The main purpose of processing personal data is to provide and market fundco’s alternative investment fund services (“Services“). We can only process personal data on legal bases derived from data protection legislation.

The main legal bases for processing personal data are the legitimate interest of the data controller, the legal obligation of the controller, the performance of a contract between the data subject and the controller and pre-contractual measures taken at the request of the data subject as well as the consent of the data subject, if such is required.

Fundco processes personal data on the basis of legitimate interests when the processing of personal data is in connection with direct marketing to clients and potential clients, client satisfaction surveys, and market research as well as to answer to contact requests.

The table below lists, by category, the purpose of the processing, the legal basis and the categories of personal data processed. For a more detailed description of the categories of personal data to be stored, see section 4.

Purpose of processing	Legal basis	Categories of personal data
Implementation of agreements and their terms, including any necessary measures taken prior to their conclusion	Legitimate interest of the data controller Contractual relationship or pre-contractual measures taken at the request of the data subject	Identity data; customer due diligence data
Customer service and communication	Contractual relationship or pre-contractual measures taken at the request of the data subject Legitimate interest of the data controller	Sales and marketing contact data
Customer identification and identity verification	Legal obligation of the controller	Customer due diligence data
Direct marketing by email and other marketing and outreach to individuals, such as potential clients	Legitimate interest of the data controller; Consent of the data subject (where relevant)	Identity data; sales and marketing contact data; consents and refusals
Direct marketing by email and other marketing to business clients, potential business clients and other businesses that have not expressly prohibited direct marketing	Legitimate interest of the data controller	Identity data; sales and marketing contact data
Information on current news and events in the form of a newsletter	Legitimate interest of the data controller; Consent of the data subject (where relevant)	Identity data; consents and refusals

4 Categories of personal data

This table specifies in more detail the categories of personal data referred to in section 3 insofar as they are not otherwise unambiguously specified in the previous section.

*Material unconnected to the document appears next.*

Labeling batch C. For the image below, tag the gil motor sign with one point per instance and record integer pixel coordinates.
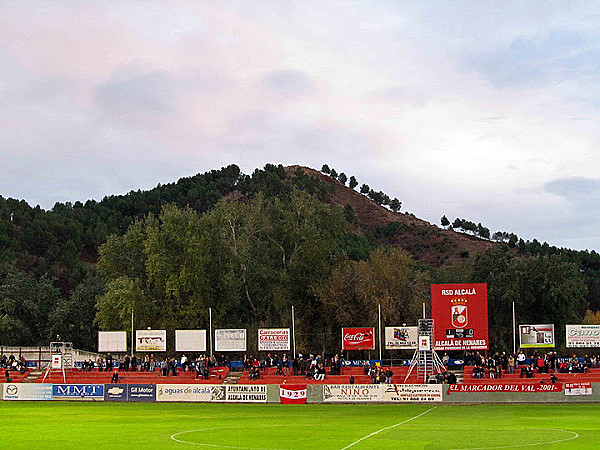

Category of personal data	Content of the category
Identity data	The natural person’s (data subject’s) name, email address, telephone number, addresses (if necessary), age, company, title, possible place of study, place of employment and other business contacts, information on whether the company represented by the data subject is our client
Consents and refusals	Consents and refusals given by the individual for the different purposes of processing personal data and for direct marketing
Analytics and modelled data	Data processed or acquired by fundco and used for the development, implementation and management of the business
Sales and marketing contact data	The data collected via our CRM system includes identity and contact data, contact activity via email or other channels with fundco’s employees and the source of the data. CRM system also maintains marketing lists and marketing preferences of contacts.
Customer due diligence data	Customer due diligence data within the meaning of the Act on Preventing Money Laundering and Terrorist Financing (444/2017), such as identification data and a copy of an identity document

5 Sources and updating of personal data

The personal data we process is mainly obtained from the data subjects themselves in connection with the use of our services or other communications.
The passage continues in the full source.